‘In a word, it’s horrific’: Farmers abandon hope
THE drought has tightened its grip over southern Queensland in the past four weeks as the October storms fail to materialise and many Granite Belt farmers abandon hope for a summer crop.
The big dry is now impacting on farmers through thousands of square kilometres from the Lockyer Valley just west of Brisbane through Stanthorpe and the Granite Belt and out to St George which has just broken a 90-year record by recording 122 days without rain.
Policy and advocacy manager at Growcom, Richard Shannon, who recently visited the Granite Belt said the situation had deteriorated markedly over the past few weeks.
"In a word, it's horrific,'' he said.
Many farmers have already decided not to plant crops including capsicums, tomatoes and strawberries because the creeks they source water from have dried up.
"Its probably too late anyway as the window is rapidly closing, if it has not closed already,'' Mr Shannon said.
Some growers, such as the Baronio family which runs the massive Eastern Colour operation outside Stanthorpe concentrating heavily on strawberries, can access on-farm water and will be producing summer crops.
Others have gone outside the district and leased land in neighbouring districts such as Warwick to take an expensive punt, and plant a summer crop.
Mr Shannon said the support of Queensland fruit and veg buyers was now more important than ever.
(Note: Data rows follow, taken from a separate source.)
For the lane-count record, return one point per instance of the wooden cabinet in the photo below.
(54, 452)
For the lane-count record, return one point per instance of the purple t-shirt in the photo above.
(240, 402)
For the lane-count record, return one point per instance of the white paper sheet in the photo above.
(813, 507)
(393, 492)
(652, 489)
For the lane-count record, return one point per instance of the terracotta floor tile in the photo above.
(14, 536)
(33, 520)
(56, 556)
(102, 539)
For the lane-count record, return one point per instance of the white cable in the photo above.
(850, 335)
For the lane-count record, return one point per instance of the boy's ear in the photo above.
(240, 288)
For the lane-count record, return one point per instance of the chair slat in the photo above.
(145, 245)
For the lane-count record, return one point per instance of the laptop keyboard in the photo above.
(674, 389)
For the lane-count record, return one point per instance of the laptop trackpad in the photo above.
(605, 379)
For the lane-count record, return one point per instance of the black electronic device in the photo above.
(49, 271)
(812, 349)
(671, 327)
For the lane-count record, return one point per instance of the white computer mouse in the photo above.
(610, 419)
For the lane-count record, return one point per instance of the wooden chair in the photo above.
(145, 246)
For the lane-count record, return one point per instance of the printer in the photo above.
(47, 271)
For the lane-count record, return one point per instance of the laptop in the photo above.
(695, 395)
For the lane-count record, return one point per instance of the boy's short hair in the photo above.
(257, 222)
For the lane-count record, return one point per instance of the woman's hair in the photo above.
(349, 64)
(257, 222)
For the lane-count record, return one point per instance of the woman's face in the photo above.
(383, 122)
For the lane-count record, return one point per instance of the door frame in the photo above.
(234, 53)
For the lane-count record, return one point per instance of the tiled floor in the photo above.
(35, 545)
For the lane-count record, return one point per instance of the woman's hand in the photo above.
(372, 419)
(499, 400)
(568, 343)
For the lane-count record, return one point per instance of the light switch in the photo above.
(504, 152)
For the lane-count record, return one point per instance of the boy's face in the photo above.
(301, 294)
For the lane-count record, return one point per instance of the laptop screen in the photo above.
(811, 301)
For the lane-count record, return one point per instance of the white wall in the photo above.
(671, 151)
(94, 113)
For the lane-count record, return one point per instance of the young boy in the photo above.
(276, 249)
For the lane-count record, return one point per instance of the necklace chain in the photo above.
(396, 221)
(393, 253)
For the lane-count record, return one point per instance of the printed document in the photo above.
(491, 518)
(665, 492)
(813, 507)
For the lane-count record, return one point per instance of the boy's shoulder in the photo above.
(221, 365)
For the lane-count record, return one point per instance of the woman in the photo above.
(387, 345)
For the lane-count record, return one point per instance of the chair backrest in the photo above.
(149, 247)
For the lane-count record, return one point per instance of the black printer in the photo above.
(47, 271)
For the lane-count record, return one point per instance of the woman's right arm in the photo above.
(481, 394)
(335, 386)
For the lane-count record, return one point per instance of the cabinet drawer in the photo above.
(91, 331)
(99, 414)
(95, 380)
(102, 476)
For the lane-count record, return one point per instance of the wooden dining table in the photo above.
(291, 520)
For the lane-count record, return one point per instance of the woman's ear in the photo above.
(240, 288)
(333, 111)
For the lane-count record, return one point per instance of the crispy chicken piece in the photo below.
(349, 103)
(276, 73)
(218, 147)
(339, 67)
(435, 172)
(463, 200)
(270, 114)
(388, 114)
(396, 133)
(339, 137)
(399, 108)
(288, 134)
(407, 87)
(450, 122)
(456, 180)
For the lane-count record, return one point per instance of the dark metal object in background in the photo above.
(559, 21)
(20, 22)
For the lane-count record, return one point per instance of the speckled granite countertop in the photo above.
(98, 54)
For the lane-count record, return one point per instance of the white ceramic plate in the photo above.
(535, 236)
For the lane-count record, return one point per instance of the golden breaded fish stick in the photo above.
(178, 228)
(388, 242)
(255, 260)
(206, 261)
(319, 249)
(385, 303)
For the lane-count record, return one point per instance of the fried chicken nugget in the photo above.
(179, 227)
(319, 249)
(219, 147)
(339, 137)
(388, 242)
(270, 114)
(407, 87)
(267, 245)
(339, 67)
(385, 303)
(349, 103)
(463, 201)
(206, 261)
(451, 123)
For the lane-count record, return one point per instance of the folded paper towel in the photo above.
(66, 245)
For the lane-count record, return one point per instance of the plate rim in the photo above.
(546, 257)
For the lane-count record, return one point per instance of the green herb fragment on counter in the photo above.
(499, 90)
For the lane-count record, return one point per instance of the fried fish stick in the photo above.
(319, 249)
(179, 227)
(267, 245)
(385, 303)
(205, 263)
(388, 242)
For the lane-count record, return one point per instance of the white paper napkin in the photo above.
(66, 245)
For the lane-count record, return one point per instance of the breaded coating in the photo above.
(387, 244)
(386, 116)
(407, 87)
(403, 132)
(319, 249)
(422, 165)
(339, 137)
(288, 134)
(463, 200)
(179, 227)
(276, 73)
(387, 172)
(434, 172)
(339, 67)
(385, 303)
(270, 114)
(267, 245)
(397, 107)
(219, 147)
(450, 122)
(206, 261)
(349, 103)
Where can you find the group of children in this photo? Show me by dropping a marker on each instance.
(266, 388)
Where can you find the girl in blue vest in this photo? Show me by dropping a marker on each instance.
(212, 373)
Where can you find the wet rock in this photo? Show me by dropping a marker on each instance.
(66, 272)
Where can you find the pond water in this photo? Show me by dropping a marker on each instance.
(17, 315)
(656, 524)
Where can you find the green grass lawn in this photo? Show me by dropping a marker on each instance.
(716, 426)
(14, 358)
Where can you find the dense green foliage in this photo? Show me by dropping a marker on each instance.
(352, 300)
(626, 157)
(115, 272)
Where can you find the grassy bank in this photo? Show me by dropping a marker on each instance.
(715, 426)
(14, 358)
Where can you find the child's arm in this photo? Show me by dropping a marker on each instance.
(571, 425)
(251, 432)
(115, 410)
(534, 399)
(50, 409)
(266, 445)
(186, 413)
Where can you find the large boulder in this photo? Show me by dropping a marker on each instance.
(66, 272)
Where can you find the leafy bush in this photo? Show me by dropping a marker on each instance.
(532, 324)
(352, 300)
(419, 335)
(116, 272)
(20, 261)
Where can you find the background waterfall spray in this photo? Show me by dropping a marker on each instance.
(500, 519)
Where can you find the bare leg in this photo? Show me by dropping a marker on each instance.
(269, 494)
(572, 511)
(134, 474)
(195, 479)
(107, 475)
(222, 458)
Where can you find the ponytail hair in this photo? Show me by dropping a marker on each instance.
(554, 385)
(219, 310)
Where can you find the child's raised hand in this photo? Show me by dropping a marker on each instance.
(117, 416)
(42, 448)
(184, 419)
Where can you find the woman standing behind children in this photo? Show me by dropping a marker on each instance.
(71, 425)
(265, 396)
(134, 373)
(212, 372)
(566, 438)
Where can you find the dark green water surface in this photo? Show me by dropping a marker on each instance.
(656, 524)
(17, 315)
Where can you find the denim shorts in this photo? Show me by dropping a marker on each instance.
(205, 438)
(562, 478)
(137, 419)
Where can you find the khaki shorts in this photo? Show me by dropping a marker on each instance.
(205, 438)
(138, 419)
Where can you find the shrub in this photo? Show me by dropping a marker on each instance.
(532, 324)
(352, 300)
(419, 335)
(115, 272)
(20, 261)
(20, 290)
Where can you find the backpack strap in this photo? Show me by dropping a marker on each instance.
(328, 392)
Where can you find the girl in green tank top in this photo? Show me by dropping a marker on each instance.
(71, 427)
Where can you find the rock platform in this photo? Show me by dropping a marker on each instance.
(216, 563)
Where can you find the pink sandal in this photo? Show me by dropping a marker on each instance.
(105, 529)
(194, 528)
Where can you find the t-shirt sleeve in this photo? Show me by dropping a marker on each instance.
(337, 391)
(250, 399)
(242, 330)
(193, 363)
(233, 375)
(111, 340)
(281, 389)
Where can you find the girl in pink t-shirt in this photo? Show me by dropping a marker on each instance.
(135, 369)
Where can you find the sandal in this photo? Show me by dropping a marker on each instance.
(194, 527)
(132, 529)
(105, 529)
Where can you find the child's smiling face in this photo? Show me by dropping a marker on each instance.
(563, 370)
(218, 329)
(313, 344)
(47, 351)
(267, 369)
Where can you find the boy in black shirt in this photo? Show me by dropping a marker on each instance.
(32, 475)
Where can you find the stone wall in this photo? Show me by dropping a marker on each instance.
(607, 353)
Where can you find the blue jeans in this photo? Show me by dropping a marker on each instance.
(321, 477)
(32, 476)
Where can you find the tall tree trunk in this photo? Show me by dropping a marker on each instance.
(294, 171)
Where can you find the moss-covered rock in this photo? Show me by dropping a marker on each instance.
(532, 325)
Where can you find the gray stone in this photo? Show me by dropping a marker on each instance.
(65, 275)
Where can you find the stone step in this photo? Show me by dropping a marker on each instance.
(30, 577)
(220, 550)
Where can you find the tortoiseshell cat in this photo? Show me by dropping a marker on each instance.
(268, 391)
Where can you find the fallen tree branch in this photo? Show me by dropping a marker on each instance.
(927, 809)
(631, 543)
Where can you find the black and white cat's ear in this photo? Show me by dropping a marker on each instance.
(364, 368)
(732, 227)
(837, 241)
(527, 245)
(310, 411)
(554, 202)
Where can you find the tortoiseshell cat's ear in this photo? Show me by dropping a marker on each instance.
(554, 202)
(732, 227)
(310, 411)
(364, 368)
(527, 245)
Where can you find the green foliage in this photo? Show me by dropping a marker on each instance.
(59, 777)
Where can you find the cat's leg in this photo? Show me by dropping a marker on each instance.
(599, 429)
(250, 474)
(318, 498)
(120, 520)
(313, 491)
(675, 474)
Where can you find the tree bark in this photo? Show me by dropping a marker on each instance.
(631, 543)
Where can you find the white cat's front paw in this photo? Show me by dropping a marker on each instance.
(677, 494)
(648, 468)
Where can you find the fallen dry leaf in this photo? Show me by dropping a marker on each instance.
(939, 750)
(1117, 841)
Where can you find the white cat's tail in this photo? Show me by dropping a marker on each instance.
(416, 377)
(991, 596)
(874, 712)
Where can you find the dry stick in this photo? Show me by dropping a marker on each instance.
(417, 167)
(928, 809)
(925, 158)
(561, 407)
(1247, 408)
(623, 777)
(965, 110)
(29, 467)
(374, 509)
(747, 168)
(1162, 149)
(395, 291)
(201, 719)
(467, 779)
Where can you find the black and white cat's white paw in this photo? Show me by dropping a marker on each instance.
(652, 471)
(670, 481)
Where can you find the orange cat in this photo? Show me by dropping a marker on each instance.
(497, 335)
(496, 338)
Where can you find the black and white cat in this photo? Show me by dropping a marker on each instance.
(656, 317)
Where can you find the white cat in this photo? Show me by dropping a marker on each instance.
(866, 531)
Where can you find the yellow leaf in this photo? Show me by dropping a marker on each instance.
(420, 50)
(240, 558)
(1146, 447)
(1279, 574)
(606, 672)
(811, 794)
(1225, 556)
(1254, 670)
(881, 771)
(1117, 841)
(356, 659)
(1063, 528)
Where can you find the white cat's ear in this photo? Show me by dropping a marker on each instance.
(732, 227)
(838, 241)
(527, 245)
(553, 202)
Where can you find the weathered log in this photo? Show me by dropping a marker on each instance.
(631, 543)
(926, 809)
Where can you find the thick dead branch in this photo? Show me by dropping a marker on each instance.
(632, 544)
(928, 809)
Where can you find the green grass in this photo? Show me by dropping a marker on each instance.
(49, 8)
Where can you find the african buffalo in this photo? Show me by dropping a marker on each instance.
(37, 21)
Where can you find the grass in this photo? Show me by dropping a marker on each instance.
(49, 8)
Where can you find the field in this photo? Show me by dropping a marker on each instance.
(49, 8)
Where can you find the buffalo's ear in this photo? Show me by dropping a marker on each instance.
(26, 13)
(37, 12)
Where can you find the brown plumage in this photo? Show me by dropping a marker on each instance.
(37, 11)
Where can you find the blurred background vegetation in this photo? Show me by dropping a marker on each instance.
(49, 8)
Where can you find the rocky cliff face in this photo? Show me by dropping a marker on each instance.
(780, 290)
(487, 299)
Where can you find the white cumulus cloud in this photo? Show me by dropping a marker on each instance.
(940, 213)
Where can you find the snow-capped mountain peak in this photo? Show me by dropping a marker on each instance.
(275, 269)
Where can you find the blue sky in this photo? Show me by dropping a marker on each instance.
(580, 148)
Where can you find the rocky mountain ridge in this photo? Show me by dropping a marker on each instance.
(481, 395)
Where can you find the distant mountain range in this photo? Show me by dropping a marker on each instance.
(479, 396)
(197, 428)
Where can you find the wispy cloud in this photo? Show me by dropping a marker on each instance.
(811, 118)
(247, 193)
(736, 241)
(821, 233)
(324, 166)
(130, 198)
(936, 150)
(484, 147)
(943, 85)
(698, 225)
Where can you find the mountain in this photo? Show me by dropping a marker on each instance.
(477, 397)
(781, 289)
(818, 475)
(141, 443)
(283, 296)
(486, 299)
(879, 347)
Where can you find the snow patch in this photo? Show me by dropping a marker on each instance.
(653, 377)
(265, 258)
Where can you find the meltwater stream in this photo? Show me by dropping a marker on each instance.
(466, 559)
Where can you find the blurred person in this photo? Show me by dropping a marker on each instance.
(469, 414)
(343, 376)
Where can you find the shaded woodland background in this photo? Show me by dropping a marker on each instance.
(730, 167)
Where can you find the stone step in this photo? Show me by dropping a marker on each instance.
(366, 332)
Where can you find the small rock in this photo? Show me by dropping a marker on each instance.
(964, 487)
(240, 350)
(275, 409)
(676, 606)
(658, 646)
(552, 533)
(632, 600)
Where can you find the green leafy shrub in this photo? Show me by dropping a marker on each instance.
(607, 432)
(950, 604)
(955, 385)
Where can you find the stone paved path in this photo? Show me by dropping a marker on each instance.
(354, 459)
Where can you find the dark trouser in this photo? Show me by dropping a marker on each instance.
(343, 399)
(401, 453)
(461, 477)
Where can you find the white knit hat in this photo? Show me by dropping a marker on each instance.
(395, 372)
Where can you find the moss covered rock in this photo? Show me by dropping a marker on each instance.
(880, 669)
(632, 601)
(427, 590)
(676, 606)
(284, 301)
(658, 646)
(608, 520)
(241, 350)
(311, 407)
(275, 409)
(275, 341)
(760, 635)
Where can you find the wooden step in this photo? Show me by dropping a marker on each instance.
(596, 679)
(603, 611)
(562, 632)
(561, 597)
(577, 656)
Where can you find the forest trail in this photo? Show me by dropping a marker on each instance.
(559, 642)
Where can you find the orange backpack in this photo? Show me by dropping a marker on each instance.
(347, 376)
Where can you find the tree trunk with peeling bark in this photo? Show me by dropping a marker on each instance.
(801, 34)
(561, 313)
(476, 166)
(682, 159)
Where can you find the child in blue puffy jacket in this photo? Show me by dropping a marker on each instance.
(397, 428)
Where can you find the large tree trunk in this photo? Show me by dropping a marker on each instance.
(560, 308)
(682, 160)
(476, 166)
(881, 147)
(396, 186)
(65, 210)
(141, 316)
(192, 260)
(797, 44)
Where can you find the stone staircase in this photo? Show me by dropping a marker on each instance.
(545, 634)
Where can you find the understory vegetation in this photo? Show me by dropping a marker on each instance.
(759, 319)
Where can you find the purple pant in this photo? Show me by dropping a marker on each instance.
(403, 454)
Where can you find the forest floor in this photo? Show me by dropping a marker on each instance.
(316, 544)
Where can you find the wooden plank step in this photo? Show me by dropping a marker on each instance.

"We would say to people heading to the supermarket please look for local product because it will be of good quality and your support will help our farmers.''
David Andreatta, who farms at Ballandean outside Stanthorpe, says he will plant about one per cent of his normal crop, just to keep his hand in the game.
"I am doing it just for my own amusement because you never know _ it might rain,'' he said.
With just 45mm of rain over four days in October, the soil which normally produces tonnes of capsicums and tomatoes will not sustain a summer crop.
Mr Andreatta, a progressive farmer who also runs hi-tech packing business "Kool Country Packers,'' will feel the drought at both ends of his operation.
"If we pack 5 per cent of what we normally pack I'd be happy.''
In Stanthorpe Southern Downs mayor Tracy Dobie is finalising plans to truck in water this December after the Storm King Dam failed to capture enough rain in October.
The council will truck in water from near Warwick and unload it into storage tanks which will feed the water into the treatment plant by gravity.
The plan should provide the town with enough water until around August next year when, if good rains don't fall, bore water may have to be accessed.